The death of Orlando Zapata after 85 days on hunger strike in Havana’s Combinado del Este prison hospital raises difficult questions for friends of the Cuban Revolution. In contrast to virtually every Latin American country under the patronage of the United States Cuba, since the revolution, as Raul Castro points out, has not had extrajudicial murders and systematic torture on the island is exclusively practised in Guantanamo.
Zapata had originally been sentenced to three years for “receiving funds from Washington, public disorder and “disobedience.” His sentence was increased to 36 years for “disorder in a penal establishment”. He stopped eating on December 3rd as a gesture of protest against what he claimed were abuses and beatings by guards.
Raul Castro has expressed his regret at the death and in something of a non-sequitur said that “all these problems will end” as soon as Washington “decides to live in peace with us.”
The Morning Star says Tamayo “was a member of groups suspected of links to the CIA”. These were the Alternative Republican Movement and the National Civic Resistance Committee and that seems like a little bit of post hoc justification. The level of surveillance in Cuban society would allow the state to establish pretty quickly if a group were getting material and political support from the US embassy. Anyway “suspected of links” is a beautifully vague phrase. It covers the spectrum from receiving weapons and military training; taking cash; or a couple of inconsequential meetings.
If you have ever seen the body of a person after 70 or 80 days on a political hunger strike you know that their motivation is both profound and intrinsic. It’s not something that anyone else can force them to continue with, not least because when the hunger striker is moved to a hospital any group pressure is removed and instead is replaced by relatives and medical staff urging them to stop.

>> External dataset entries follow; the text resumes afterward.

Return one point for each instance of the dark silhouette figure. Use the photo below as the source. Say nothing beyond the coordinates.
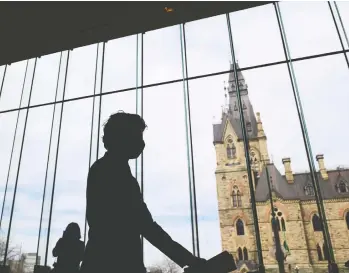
(69, 250)
(116, 213)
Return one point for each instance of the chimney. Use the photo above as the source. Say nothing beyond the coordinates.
(260, 125)
(288, 170)
(323, 171)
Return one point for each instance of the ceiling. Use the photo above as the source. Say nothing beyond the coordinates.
(33, 29)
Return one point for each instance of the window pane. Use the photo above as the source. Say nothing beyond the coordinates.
(165, 166)
(273, 99)
(45, 82)
(162, 55)
(207, 51)
(343, 8)
(111, 104)
(27, 210)
(120, 63)
(72, 168)
(7, 128)
(81, 71)
(309, 28)
(13, 84)
(256, 36)
(323, 85)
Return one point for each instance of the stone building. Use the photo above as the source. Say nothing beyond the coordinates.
(293, 195)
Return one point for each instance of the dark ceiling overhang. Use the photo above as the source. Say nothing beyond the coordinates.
(33, 29)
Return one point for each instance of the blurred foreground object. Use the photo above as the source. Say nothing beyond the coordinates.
(222, 263)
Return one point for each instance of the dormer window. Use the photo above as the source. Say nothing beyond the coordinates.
(342, 187)
(309, 190)
(231, 150)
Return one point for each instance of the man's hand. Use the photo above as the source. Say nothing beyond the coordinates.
(196, 264)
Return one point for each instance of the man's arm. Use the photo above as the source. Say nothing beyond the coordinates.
(57, 249)
(92, 198)
(161, 240)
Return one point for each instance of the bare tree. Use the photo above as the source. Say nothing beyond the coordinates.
(14, 257)
(166, 266)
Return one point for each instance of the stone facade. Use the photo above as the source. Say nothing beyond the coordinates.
(233, 195)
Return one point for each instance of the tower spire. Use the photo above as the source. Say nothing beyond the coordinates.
(249, 116)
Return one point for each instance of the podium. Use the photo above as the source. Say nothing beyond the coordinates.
(4, 269)
(41, 269)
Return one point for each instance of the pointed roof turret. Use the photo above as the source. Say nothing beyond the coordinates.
(233, 114)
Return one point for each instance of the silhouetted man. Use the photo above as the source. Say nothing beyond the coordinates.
(116, 213)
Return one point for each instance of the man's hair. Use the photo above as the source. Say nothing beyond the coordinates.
(121, 124)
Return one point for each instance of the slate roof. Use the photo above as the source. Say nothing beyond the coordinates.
(251, 265)
(295, 190)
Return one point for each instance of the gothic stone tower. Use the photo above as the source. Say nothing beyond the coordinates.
(231, 173)
(292, 193)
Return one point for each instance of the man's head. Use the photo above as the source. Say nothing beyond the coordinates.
(123, 135)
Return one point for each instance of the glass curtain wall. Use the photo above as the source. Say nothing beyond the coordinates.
(246, 139)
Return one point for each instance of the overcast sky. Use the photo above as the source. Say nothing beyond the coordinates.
(323, 85)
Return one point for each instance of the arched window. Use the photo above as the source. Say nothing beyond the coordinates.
(325, 250)
(319, 252)
(342, 187)
(234, 199)
(245, 254)
(278, 223)
(241, 258)
(309, 190)
(283, 226)
(239, 199)
(240, 230)
(316, 223)
(231, 149)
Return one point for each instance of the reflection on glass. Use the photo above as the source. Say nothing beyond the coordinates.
(256, 41)
(162, 55)
(309, 28)
(165, 166)
(44, 88)
(206, 101)
(208, 50)
(323, 83)
(72, 169)
(120, 64)
(81, 71)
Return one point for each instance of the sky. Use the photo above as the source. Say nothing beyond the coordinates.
(322, 83)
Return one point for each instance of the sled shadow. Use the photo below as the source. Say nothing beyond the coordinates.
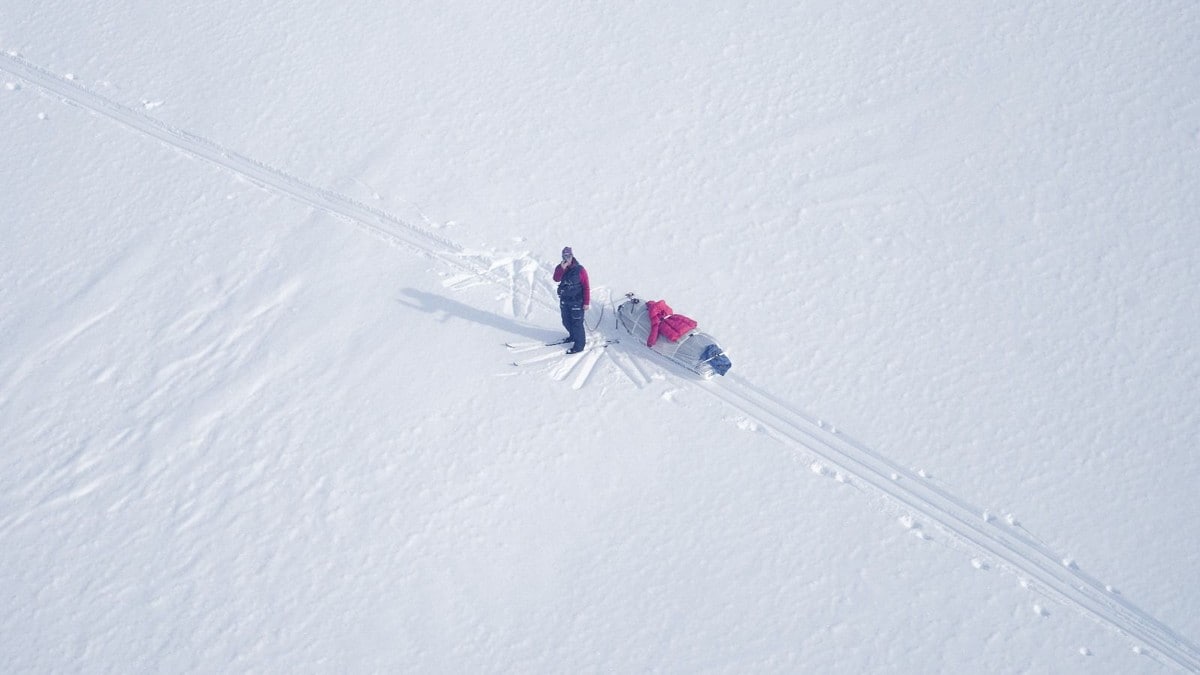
(444, 308)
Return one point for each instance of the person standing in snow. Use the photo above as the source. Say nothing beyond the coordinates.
(574, 298)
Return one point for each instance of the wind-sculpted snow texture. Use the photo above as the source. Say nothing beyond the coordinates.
(969, 527)
(239, 435)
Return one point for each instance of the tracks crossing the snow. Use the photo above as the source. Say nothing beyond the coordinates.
(1007, 544)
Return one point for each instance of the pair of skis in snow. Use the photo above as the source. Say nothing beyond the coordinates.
(520, 347)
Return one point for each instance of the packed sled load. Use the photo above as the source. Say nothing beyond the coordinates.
(672, 335)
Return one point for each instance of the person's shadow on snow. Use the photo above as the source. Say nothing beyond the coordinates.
(444, 308)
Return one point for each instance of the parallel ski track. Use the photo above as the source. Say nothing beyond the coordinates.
(1011, 548)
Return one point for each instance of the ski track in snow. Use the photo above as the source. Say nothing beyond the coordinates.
(989, 541)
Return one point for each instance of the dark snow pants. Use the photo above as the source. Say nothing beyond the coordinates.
(573, 321)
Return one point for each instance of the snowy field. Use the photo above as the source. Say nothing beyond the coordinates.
(259, 263)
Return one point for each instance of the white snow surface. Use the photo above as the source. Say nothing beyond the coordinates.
(258, 263)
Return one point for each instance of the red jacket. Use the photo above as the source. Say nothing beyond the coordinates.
(665, 321)
(583, 279)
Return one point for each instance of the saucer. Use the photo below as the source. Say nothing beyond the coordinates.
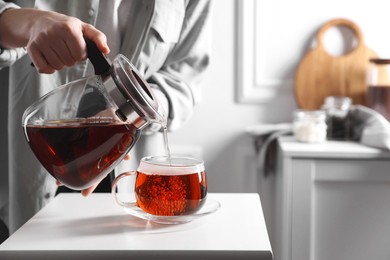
(208, 208)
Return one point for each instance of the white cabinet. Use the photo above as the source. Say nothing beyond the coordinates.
(328, 201)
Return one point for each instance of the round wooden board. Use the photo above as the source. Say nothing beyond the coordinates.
(320, 74)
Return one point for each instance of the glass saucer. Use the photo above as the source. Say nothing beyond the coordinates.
(208, 208)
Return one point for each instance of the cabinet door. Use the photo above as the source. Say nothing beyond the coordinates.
(340, 209)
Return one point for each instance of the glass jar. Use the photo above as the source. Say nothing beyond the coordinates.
(337, 109)
(378, 86)
(309, 126)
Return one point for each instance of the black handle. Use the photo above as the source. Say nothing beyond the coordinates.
(100, 62)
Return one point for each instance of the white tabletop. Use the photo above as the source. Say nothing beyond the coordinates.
(73, 227)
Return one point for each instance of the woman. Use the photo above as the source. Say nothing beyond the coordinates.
(166, 40)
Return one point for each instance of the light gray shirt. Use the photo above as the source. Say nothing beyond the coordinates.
(168, 41)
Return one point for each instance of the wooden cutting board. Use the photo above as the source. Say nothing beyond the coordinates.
(321, 74)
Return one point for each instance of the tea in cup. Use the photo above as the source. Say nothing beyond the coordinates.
(167, 186)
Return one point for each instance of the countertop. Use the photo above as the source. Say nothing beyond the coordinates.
(74, 227)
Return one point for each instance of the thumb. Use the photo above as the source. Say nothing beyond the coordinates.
(98, 37)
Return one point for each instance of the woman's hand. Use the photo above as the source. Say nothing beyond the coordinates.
(53, 40)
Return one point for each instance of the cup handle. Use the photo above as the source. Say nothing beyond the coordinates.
(114, 193)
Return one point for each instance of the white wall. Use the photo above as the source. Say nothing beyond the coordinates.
(218, 125)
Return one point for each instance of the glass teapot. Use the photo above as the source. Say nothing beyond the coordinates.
(81, 130)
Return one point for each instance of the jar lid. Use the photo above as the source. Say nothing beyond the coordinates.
(301, 114)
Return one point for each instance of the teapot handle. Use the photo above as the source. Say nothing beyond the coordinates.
(100, 62)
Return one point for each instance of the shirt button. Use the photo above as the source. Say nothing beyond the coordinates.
(91, 12)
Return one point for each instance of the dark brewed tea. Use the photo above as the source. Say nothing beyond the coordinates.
(171, 195)
(379, 99)
(80, 154)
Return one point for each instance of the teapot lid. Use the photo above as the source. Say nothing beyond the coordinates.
(134, 92)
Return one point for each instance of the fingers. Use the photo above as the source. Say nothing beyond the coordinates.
(96, 36)
(59, 42)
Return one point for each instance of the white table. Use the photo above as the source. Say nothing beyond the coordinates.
(73, 227)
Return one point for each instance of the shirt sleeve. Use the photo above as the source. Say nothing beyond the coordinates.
(180, 77)
(9, 56)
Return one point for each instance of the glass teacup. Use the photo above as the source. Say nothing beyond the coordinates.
(166, 186)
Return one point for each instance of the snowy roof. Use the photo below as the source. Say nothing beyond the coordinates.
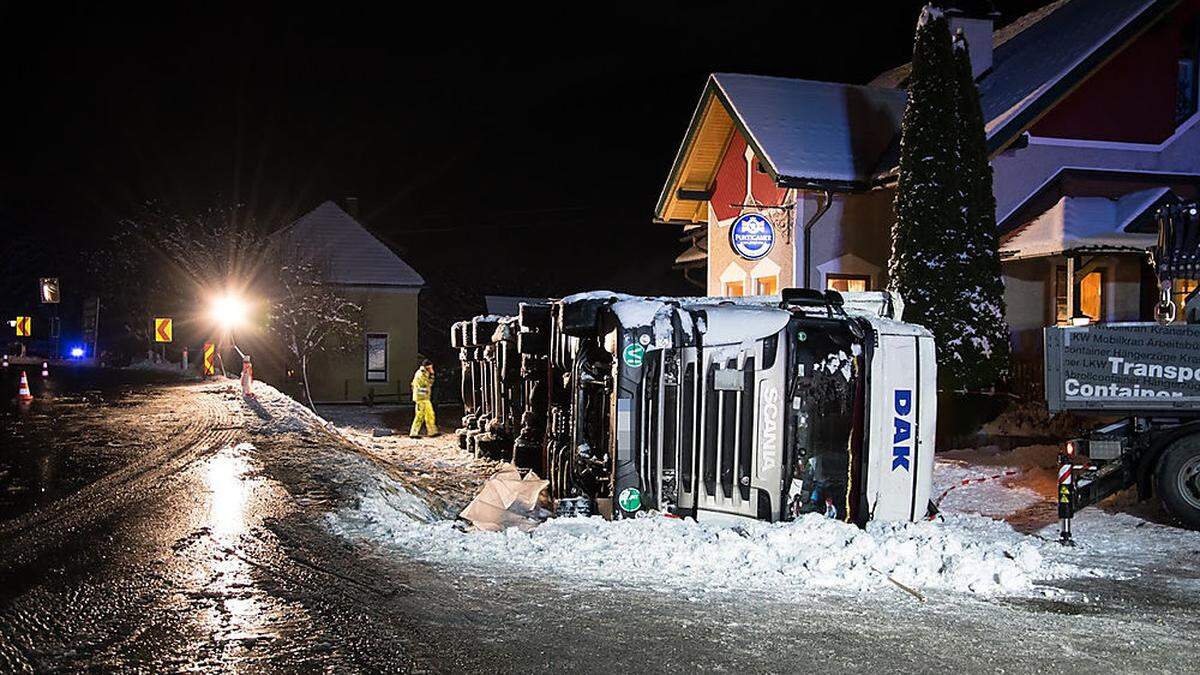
(1042, 55)
(354, 256)
(509, 305)
(1080, 223)
(814, 131)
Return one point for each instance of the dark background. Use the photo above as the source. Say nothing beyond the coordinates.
(502, 149)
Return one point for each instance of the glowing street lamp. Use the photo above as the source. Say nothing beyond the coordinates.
(228, 311)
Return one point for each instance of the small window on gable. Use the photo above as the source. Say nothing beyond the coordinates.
(1188, 83)
(847, 282)
(766, 286)
(377, 357)
(1091, 296)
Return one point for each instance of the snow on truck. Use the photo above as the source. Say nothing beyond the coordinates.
(767, 407)
(1146, 374)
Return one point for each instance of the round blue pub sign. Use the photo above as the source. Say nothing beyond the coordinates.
(751, 236)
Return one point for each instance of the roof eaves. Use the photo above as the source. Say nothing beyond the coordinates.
(739, 123)
(682, 153)
(1039, 102)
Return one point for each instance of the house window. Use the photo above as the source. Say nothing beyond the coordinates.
(377, 357)
(1187, 76)
(847, 282)
(1091, 296)
(1180, 291)
(766, 286)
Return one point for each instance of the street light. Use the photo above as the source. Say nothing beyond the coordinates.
(228, 311)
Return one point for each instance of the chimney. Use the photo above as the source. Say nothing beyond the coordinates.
(976, 21)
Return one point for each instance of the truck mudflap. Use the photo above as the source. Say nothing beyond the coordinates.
(901, 419)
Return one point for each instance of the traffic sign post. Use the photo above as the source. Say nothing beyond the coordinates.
(162, 330)
(48, 290)
(210, 366)
(91, 327)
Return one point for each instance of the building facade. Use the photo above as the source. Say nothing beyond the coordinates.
(369, 273)
(1092, 124)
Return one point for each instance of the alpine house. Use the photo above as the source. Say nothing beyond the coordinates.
(1090, 113)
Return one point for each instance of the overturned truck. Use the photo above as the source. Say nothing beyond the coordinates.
(705, 407)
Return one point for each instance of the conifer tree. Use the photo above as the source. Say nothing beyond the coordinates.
(981, 346)
(925, 242)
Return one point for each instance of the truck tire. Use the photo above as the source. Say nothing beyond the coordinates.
(1179, 481)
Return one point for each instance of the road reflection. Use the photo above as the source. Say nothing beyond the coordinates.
(239, 613)
(227, 493)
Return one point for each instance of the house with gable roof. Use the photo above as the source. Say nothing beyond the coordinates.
(367, 272)
(1091, 115)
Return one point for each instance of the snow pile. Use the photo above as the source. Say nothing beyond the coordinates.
(966, 554)
(382, 501)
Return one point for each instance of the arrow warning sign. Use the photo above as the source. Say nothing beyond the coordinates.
(162, 330)
(209, 359)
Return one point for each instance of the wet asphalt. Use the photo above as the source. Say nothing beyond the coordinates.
(137, 533)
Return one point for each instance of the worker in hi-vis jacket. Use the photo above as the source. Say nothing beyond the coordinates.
(423, 383)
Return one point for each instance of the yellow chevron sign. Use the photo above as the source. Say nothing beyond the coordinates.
(162, 330)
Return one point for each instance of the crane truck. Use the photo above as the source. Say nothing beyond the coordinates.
(1145, 374)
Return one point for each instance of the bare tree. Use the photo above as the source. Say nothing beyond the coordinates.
(311, 316)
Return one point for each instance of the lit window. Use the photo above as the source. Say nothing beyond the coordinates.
(377, 357)
(1091, 297)
(1180, 291)
(847, 282)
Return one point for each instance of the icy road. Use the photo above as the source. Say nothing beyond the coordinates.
(179, 527)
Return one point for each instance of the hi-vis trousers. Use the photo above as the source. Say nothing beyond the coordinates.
(424, 414)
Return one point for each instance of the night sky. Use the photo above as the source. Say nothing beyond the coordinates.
(513, 150)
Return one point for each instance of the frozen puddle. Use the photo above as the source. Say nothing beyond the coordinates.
(964, 553)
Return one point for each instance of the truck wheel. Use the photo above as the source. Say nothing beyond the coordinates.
(1179, 481)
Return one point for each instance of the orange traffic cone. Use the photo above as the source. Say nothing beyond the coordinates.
(23, 390)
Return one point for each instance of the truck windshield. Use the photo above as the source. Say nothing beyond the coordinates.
(821, 406)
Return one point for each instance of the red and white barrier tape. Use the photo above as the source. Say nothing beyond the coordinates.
(973, 481)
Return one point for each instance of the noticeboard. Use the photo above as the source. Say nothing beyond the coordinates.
(1138, 366)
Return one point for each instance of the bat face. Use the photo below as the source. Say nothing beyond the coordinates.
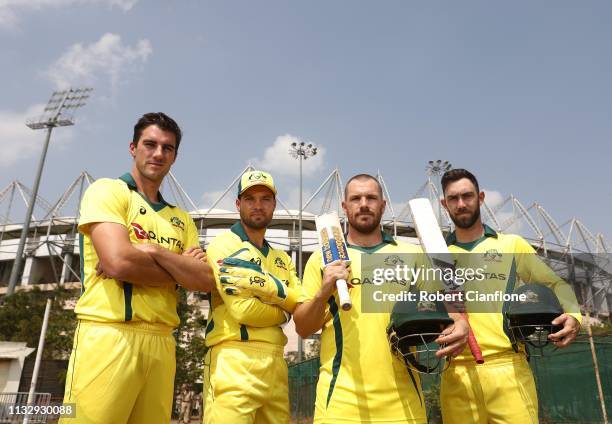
(331, 238)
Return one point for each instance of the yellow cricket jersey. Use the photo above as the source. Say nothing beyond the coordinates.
(237, 318)
(109, 300)
(509, 261)
(360, 379)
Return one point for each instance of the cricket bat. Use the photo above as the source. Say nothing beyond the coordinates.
(333, 247)
(434, 245)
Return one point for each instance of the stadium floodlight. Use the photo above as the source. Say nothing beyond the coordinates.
(438, 168)
(59, 112)
(301, 152)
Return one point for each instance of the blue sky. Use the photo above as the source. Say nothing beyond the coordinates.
(518, 92)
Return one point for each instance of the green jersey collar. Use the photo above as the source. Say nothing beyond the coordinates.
(387, 239)
(451, 239)
(238, 229)
(129, 180)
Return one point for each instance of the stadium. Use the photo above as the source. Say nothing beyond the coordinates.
(576, 253)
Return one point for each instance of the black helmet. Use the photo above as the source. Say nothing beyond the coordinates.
(530, 320)
(412, 327)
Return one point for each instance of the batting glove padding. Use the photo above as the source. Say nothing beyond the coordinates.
(240, 277)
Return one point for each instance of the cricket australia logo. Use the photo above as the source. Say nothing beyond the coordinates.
(279, 263)
(257, 176)
(177, 223)
(393, 260)
(492, 255)
(257, 281)
(139, 232)
(426, 306)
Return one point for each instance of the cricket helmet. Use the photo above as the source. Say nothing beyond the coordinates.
(530, 320)
(412, 329)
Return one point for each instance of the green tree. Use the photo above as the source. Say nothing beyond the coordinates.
(190, 348)
(21, 316)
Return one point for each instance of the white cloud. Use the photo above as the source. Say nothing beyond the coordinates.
(227, 203)
(10, 10)
(83, 64)
(20, 142)
(277, 160)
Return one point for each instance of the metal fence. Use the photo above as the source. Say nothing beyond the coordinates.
(14, 406)
(565, 381)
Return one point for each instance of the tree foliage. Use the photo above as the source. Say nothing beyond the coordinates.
(190, 348)
(21, 317)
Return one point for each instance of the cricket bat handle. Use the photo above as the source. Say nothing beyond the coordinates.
(473, 344)
(345, 300)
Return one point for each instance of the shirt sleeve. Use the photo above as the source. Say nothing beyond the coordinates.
(245, 310)
(193, 237)
(531, 269)
(294, 289)
(106, 200)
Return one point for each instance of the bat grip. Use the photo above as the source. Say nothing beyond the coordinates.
(473, 344)
(345, 300)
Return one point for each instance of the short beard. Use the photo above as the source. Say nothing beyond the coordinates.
(467, 222)
(367, 228)
(255, 225)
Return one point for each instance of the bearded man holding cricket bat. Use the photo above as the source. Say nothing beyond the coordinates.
(360, 380)
(502, 389)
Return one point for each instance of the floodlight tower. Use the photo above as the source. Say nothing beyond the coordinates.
(59, 112)
(301, 151)
(438, 168)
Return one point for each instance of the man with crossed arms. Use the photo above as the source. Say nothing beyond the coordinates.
(136, 249)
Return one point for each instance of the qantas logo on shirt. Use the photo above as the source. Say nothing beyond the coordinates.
(142, 234)
(177, 223)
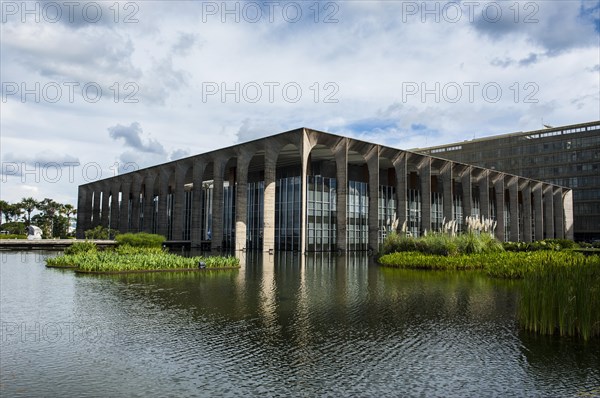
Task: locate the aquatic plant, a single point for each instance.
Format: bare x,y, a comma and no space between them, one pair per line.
140,239
443,243
128,258
81,247
561,295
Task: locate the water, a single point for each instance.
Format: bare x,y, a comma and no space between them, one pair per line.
321,326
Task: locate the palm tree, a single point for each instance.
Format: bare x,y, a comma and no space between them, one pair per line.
29,205
3,207
12,212
68,210
50,208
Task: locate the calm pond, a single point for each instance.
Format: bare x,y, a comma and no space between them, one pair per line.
281,325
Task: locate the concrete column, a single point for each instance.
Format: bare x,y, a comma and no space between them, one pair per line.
197,203
96,206
425,179
372,159
241,202
305,153
527,215
537,206
401,193
548,212
340,153
269,200
568,213
104,218
124,212
114,205
150,180
178,202
446,175
559,229
163,191
217,209
467,193
484,194
499,188
513,190
136,186
84,207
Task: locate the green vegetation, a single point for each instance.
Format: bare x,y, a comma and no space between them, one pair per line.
141,239
81,247
52,217
443,244
561,295
13,236
100,233
85,257
560,291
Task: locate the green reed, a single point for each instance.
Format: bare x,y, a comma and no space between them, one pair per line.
127,258
560,291
561,295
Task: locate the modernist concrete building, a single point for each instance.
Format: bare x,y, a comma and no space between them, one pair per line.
306,190
567,156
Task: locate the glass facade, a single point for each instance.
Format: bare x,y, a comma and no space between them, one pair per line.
475,202
187,215
413,210
358,215
170,215
386,215
321,213
437,211
228,215
254,215
567,156
507,215
155,214
288,198
457,212
207,195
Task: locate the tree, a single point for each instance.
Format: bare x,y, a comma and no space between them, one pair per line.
50,209
12,212
3,206
29,205
68,210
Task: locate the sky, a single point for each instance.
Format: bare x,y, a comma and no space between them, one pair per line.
95,89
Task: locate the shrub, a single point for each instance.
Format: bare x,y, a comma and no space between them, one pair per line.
398,243
99,232
15,228
443,244
140,239
81,247
13,236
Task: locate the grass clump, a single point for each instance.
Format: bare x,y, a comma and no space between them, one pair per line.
13,236
149,260
443,244
81,247
561,295
141,239
560,291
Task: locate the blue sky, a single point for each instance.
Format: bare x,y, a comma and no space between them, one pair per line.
90,89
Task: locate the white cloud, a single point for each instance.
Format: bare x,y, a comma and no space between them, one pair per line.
353,74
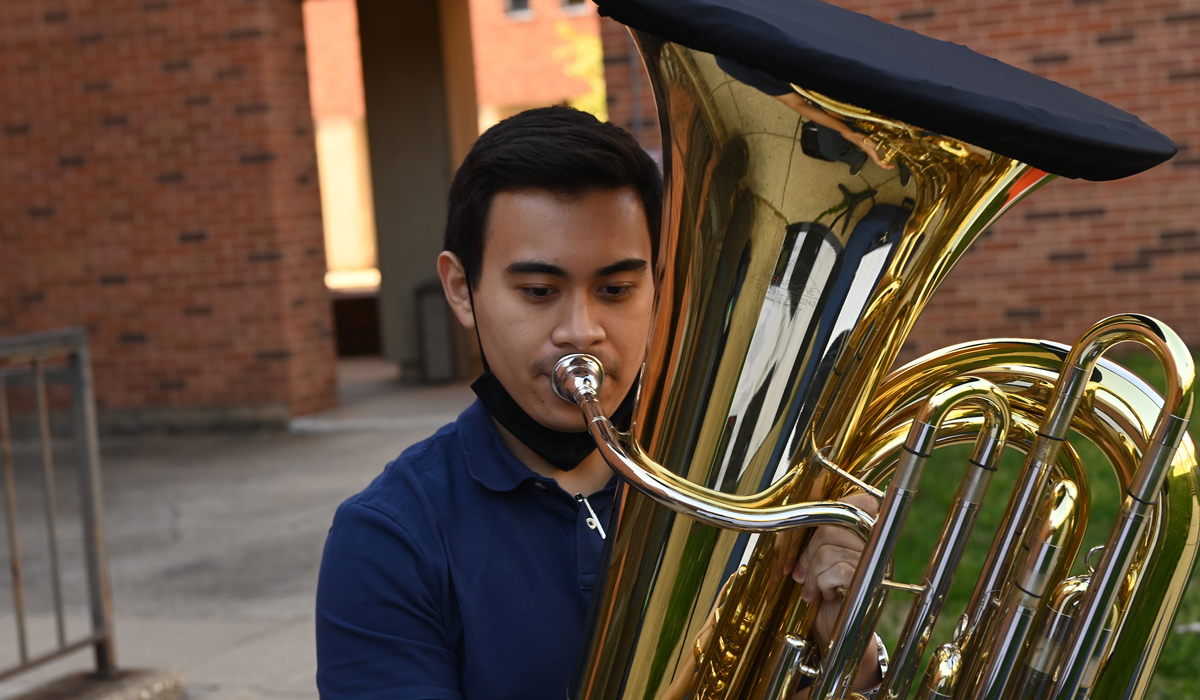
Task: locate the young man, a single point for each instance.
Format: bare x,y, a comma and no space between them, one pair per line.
466,569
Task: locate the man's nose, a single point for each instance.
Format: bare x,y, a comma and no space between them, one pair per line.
580,323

Tamayo’s death has given a tremendous boost to enemies of the Cuban revolution. For supporters of the revolution it once again obliges reflection on what a post-revolutionary democracy might look like. It cannot be simply a one party state. The whole history of the international revolutionary movement tells us that no society can be represented by a single political party. The various groups, moods and experiences of the working class and its allies require a plurality of parties, unions and organisations which are able to openly present their programmes. The alternative is that these programmes are secretly contested inside the dominant monolith. We can go further and say that even organisations in favour of the restoration of bourgeois democracy should be given the freedom to organise, though stripped of the massive advantages that their access to a friendly press gives them.
If Tamayo had not been locked up for trivial offences that offered no real threat to the Cuban revolution the counter-revolution in Cuba and the United States would be without a martyr. Defending the legacy and legitimacy of that revolution is not incompatible with supporting a pluralist socialist democracy in Cuba.